Quand la raison s’en va (Maurice Mariaud, 1919)

Ayant abusé de l’alcool, un jeune homme fait des rêves étranges.

Deux aspects singularisent ce classique drame de l’alcoolisme qui dure environ une demi-heure: le début, réaliste, où le travail dans les docks est largement montré, et la dernière partie où, a contrario, un onirisme féerique teinte la fable moralisatrice d’un soupçon d’ironie.

Le petit café (Raymond Bernard, 1919)

Un garçon de café hérite d’un marquis mais est forcé de garder son emploi par une clause de dédit.

La perfection astucieuse de l’intrigue d’après Tristan Bernard, la richesse burlesque et humaine de l’élégante interprétation de Max Linder et la qualité du découpage font de ce premier long-métrage français de comédie un pari réussi.

Wagon tracks (Lambert Hillyer, 1919)

Un pisteur se rend compte que le convoi qu’il emmène dans l’Ouest comprend l’assassin de son frère…

Avant La caravane vers l’OuestLa piste des géants ou Le convoi des braves, Wagon tracks est possiblement le premier représentant de ce sous-genre du western où des chariots bâchés remplis de pionniers partent vers l’Ouest. Pour une fois, William S.Hart ne joue pas un cow-boy au sombre passé mais un héros d’une candeur qui confine à la naïveté. Face à lui, il y a un méchant très méchant (et très fourbe). D’où que le manichéisme se substitue aux accents tragiques emblématiques de ses meilleurs films. Il y a bien un dilemme concernant la soeur d’un méchant mais c’est très stupidement et très facilement que le drame est dénoué. Heureusement, la mise en scène est solide. Lambert Hillyer exploite bien le décor naturel et particulièrement le désert où se déroule une séquence qui a possiblement inspiré Sergio Leone pour Le bon, la brute et le truand.

Dans les remous/Le chant de la fleur écarlate (Mauritz Stiller, 1919)

Amoureux d’une fille de ferme, le fils d’un propriétaire terrien quitte le domaine familial et devient flotteur de bois…
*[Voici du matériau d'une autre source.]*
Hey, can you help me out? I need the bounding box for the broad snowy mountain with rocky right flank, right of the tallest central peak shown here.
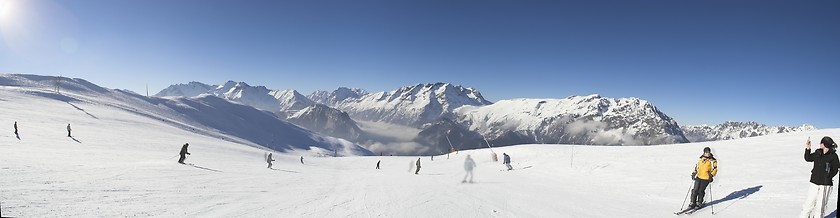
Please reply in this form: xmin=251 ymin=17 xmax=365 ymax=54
xmin=455 ymin=95 xmax=688 ymax=146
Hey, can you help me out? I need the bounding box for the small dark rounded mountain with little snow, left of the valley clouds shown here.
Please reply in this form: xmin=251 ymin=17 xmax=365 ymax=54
xmin=286 ymin=104 xmax=365 ymax=142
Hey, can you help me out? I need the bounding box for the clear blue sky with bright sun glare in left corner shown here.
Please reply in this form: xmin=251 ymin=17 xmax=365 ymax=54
xmin=0 ymin=0 xmax=840 ymax=128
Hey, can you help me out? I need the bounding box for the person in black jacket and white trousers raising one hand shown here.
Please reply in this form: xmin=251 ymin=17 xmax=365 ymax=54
xmin=799 ymin=136 xmax=840 ymax=218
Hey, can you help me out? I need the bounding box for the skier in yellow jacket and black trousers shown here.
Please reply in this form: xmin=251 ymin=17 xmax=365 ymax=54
xmin=688 ymin=147 xmax=717 ymax=208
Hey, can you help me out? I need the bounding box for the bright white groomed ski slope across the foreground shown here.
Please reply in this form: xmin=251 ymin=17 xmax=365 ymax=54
xmin=0 ymin=76 xmax=840 ymax=217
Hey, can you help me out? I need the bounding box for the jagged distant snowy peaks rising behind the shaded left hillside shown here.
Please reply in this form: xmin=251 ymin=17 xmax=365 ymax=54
xmin=155 ymin=81 xmax=315 ymax=114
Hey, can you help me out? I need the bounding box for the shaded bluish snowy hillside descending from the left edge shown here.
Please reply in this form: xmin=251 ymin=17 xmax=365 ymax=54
xmin=0 ymin=74 xmax=372 ymax=155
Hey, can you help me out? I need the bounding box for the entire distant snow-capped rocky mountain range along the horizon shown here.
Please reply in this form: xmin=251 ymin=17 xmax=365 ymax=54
xmin=156 ymin=81 xmax=816 ymax=152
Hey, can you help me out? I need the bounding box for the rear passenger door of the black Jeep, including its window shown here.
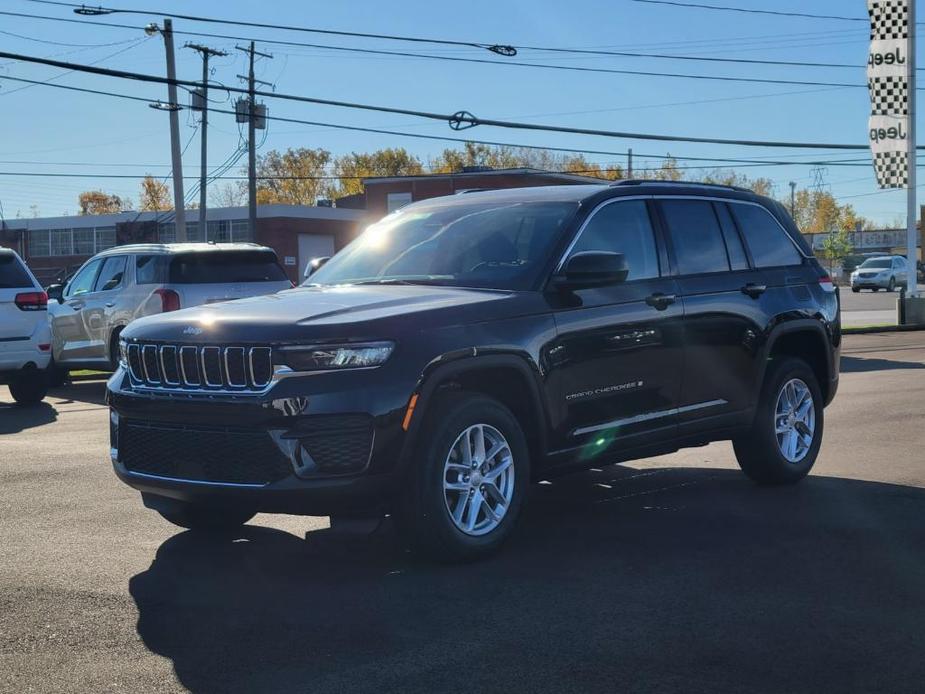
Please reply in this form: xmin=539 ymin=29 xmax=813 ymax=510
xmin=659 ymin=198 xmax=766 ymax=433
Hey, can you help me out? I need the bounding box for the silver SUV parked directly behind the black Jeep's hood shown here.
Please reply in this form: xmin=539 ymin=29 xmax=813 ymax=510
xmin=48 ymin=243 xmax=292 ymax=381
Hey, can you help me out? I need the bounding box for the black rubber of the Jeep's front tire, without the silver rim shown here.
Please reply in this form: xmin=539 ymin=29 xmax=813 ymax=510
xmin=400 ymin=393 xmax=530 ymax=561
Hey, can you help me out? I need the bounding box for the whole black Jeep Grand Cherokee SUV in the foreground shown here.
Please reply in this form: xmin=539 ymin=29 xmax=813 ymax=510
xmin=108 ymin=181 xmax=841 ymax=559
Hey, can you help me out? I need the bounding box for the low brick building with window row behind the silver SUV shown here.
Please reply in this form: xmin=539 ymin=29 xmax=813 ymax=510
xmin=0 ymin=205 xmax=367 ymax=284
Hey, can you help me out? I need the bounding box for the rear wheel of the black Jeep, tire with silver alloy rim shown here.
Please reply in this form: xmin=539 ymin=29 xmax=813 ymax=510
xmin=733 ymin=357 xmax=824 ymax=484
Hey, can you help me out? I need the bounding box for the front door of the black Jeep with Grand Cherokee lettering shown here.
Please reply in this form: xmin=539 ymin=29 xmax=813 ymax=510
xmin=546 ymin=199 xmax=683 ymax=460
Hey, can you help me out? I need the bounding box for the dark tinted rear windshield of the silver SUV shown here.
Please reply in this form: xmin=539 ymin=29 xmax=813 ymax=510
xmin=168 ymin=250 xmax=288 ymax=284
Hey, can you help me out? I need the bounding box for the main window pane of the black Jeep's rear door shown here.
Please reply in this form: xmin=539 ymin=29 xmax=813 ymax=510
xmin=661 ymin=200 xmax=729 ymax=275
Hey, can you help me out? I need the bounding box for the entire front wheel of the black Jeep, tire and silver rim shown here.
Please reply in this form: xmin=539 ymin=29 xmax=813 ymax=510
xmin=395 ymin=393 xmax=530 ymax=562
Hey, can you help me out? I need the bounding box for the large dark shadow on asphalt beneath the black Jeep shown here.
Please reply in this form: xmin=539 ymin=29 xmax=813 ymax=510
xmin=129 ymin=467 xmax=925 ymax=693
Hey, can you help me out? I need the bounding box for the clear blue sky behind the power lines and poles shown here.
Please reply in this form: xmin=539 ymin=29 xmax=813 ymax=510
xmin=0 ymin=0 xmax=905 ymax=224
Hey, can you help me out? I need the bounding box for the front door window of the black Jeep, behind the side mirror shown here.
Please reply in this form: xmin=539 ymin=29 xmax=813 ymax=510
xmin=571 ymin=200 xmax=658 ymax=281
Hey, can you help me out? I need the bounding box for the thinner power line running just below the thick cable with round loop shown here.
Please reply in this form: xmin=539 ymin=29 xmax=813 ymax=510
xmin=0 ymin=75 xmax=888 ymax=166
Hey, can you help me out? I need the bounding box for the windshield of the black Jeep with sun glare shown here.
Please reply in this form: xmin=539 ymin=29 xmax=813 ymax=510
xmin=306 ymin=202 xmax=578 ymax=289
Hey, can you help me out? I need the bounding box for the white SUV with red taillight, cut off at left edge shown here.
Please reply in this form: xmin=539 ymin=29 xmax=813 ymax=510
xmin=0 ymin=248 xmax=51 ymax=405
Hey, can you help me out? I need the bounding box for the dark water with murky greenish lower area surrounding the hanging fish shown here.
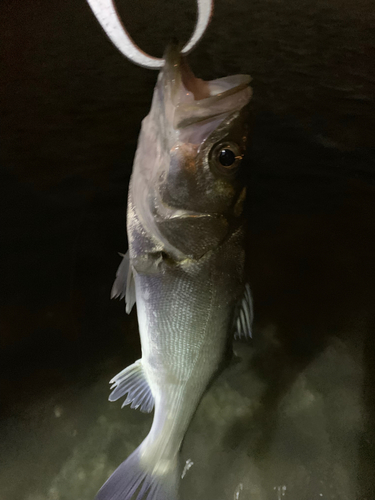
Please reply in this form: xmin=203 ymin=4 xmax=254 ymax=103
xmin=0 ymin=0 xmax=375 ymax=500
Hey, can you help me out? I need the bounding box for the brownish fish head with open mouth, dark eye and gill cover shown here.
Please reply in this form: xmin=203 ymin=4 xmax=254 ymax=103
xmin=134 ymin=44 xmax=252 ymax=259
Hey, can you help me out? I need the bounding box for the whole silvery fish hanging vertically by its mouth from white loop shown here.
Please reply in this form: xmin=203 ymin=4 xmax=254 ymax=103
xmin=96 ymin=43 xmax=253 ymax=500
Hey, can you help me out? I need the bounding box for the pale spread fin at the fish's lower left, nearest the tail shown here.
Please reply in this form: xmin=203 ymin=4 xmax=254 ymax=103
xmin=108 ymin=359 xmax=154 ymax=413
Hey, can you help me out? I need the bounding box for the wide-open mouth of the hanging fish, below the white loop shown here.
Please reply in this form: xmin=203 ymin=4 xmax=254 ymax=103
xmin=160 ymin=41 xmax=252 ymax=129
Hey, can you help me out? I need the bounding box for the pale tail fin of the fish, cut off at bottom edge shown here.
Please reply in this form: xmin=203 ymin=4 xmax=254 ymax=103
xmin=95 ymin=447 xmax=178 ymax=500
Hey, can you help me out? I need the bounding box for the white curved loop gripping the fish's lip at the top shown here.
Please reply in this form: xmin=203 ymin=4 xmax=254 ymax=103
xmin=87 ymin=0 xmax=214 ymax=69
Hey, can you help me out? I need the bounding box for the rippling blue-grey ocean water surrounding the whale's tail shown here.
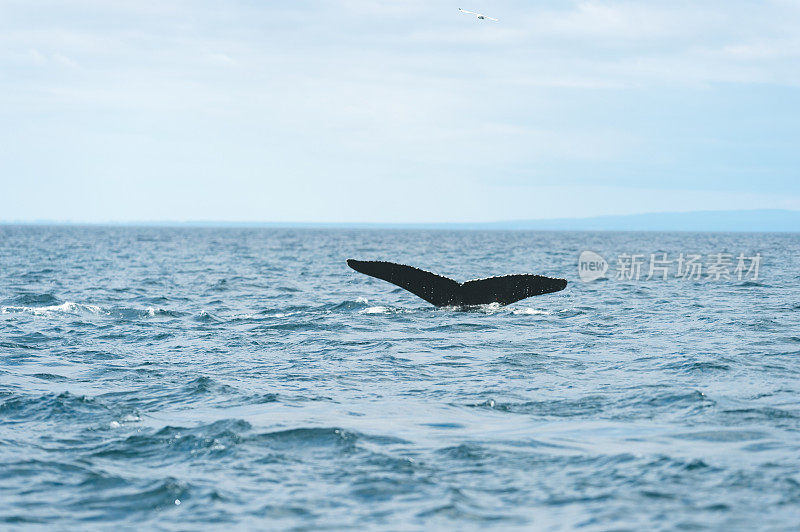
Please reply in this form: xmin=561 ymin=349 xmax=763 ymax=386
xmin=0 ymin=226 xmax=800 ymax=530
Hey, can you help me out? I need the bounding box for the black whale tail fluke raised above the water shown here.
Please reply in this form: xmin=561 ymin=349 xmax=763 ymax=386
xmin=347 ymin=259 xmax=567 ymax=307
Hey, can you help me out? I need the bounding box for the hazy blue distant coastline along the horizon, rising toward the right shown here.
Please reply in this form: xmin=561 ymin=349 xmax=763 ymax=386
xmin=6 ymin=209 xmax=800 ymax=233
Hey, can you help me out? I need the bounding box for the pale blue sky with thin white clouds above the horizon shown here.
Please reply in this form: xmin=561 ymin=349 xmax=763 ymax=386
xmin=0 ymin=0 xmax=800 ymax=222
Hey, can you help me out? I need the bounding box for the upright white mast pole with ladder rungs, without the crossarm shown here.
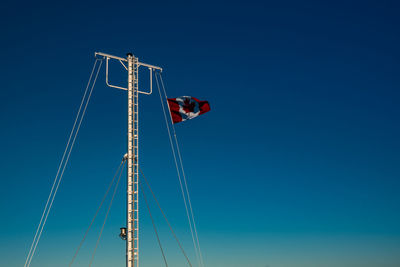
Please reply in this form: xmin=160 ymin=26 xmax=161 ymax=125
xmin=126 ymin=53 xmax=139 ymax=267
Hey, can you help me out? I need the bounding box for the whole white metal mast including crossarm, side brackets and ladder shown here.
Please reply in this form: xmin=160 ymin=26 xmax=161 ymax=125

La nature n’est pas sublimée par la prise de vue comme elle a pu l’être dans d’autres films suédois, plus lyriques, de l’époque. Forêts, collines et torrents se contentent d’être le cadre réaliste d’un récit hautement moral agrémenté de plusieurs scènes pittoresques au premier rang desquelles figure une fameuse course dans les rapides.

Le président (Carl Theodor Dreyer, 1919)

Un président de tribunal se rend compte que l’infanticide qu’il doit condamner est sa fille naturelle.

Ce premier film de Dreyer est fort ennuyeux. Le poussiéreux canevas mélodramatique est traité avec une sécheresse et un sérieux hors de propos. Quelques expérimentations formelles (comme cette image de reflets inversés d’amoureux dans l’eau), un soin certain apporté à la lumière et l’utilisation du flash-back laissent à penser que cette adaptation du vieux roman de Karl Emil Franzos est surtout prétexte pour le cinéaste débutant à se faire la main.